Предполагалось, что, вернувшись из поездки под Дижон, Макс начнёт совершенно иную жизнь, поэтому… Так он пытался оптимистично объяснить предчувствие, на которое пожаловался, всходя по тёмной лестнице, Эжен: «Мне кажется, что смерть совсем близка…».
На свету, в уюте, с детьми мрачный предсказатель успокоился. Макс педантично пересчитал деньги, протянул собрату лист — письмо господам Растиньякам, которое сочинил поутру. Макс очень учтиво представлялся, называл дружбу с Эженом честью для себя, давал совет ни в коем случае не тратить даримые десять тысяч на выезды юных баронесс в ангулемское общество: брат вскоре пригласит их в Париж, и вкус девушек не должен быть испорчен; рекомендовал запастись провизией, купить тёплой одежды.

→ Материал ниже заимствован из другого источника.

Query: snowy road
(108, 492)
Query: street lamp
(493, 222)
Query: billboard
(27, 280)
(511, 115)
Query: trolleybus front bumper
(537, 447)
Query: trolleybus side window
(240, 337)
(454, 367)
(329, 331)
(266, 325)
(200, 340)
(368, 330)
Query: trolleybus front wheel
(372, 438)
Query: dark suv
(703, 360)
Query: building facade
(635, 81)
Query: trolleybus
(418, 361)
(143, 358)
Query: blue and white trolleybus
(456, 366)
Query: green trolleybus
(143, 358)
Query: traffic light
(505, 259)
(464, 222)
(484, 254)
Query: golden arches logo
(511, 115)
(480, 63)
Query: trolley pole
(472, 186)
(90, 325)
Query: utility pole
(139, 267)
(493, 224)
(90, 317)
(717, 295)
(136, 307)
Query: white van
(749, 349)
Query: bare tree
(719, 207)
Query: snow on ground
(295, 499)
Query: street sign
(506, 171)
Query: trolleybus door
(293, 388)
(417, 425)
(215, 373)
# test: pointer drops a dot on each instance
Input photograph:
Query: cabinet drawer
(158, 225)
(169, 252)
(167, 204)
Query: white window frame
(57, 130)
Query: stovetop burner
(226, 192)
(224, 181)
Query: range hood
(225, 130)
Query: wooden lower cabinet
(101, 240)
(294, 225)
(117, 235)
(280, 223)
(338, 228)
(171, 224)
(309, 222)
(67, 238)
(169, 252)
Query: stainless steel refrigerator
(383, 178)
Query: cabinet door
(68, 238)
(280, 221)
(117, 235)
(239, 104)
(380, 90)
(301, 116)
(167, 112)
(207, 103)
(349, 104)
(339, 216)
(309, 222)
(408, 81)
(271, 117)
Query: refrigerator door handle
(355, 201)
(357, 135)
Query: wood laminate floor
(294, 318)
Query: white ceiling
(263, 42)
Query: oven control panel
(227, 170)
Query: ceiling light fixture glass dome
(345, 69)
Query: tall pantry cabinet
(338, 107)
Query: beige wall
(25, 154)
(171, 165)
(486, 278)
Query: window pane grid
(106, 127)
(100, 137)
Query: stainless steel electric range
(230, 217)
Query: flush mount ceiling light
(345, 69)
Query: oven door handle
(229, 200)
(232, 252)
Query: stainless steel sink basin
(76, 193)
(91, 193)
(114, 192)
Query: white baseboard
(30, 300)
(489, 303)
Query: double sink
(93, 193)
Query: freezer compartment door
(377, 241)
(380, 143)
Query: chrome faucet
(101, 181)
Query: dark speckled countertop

— Мы условились, что в свете тебя окружат не усыпанные бриллиантами манекены, а живые люди, видящие сны, скрывающие страхи, жаждущие странных подчас удовольствий. Ничему не верь слишком быстро, ничему не удивляйся, ни в чём не отказывай им, если это не наносит тебе прямого ущерба, и не жди, что тебя, одетого от Инкермана, пригласят в финансовую махинацию, заговор против влиятельной особы или подобную комедию для отвода глаз…
— Чьих глаз?
— Чужих, недостойных доверия… Очень важно усвоить общие правила обхождения. Со старшими — уверен — ты ведёшь себя отлично. С мужчинами-сверстниками нет нужды любезничать. Коли их во все места любыми намёками: им стыдно забывать, что такое боль…
— А дуэли? Я не хочу…
— Дуэль неизбежна лишь в том случае, если ты скажешь что-то нелицеприятное о близких оппоненту людях, неспособных за себя постоять, а также публично заподозришь его в нарушении конституции, принизишь в присутствии короля, родителей или возлюбленной.
— Понятно.
— С женщинами всё сложнее. Они — не просто порода людей, а живой, сверхчувствительный индикатор добра и зла в нас, — Макс заметно разволновался, — С ними мы должны совершать чудеса, вкладывая все силы ума и всяческую искусность. Если ты злословишь на женщину или говоришь ей что-то неприятное, — гореть тебе в Аду; если ты говоришь ей комплименты без искренности, — ты пошляк и хам; если женщина слышит от тебя те похвалы, которые хотела услышать, — ты глупец; и только если тебе удастся нелицемерно восхвалить её в тех совершенствах, о которых она, при всей своей самовлюблённости, не догадывается, — ты действительно исполнишь свой первый долг перед ней и её Создателем.
— По-моему, первый наш долг перед женщинами — выводить их души из забытья, учить их что-то делать в жизни.
— В нашей?
— Почему?…
— Потому что, жизнь — это наша жизнь. Нам, мужчинам, принадлежит земля, и нам на ней работать, а женщина… — она либо участок нашей плантации, либо же наш надзиратель, нанятый Всевышним.
Эжен чуть покривился, пожал плечами: рабовладельческая метафорика была ему чужда.
— Что ж дальше?
— Второй долг.
— Любовь? — выговорил Эжен с тоской.
— Да. Её принципы сходны: ты лишь тогда будешь хорош, когда доставишь даме и все те наслаждения, о которых она мечтала, и ещё немного больше. Навсегда забудь вульгарный предрассудок, будто им нравится страстность. Этим ты скорее произведёшь впечатление на своих братьев, а подругу — просто напугаешь, тем более, что ты и в безмятежности своей немного жуток…
— Охх…
— Подавленность, раскаяние — вот украшения, которые тебе идут.
Это было четвертое противоречие, которое Эжен улавливал в наставлениях Макса, но он молчал, не желая усложнений, зная, что всё сделает по-своему.
— Я, — продолжал Макс, с досадой чувствуя, что его не слушают, — подозреваю, что ты совсем не умеешь целоваться.
Эжен, машинально глянул на губы собеседника, очень близкие и красивые, тут же отвернулся, вертя в руках пустой бокал, и вдруг выпалил грубо и зло:
— Проверить что ли хочешь?
— Вот. Примерно так, — Макс встал, отнял у Эжена хрупкую игрушку, отошёл к столу, поставил бокалы на расстоянии, накрыл их ладонями, свесил с краёв пальцы, — Только тон — помягче… Молодец… Кстати, кто такой Рафаэль?
— Парень, который пристальней смотрел бы тебе в рот.
Эжен рассказал о честолюбивом квартиранте. Это развлекло и даже развеселило Макса.
Ночь гуляла по Парижу, дыша новым морозом в окна. Из печных труб взлетали в небо искры, копоть оседала на крыши, и никому не хотелось выходить из домов, даже тем, кто, как Даниэль д'Артез, сидел в одиночестве.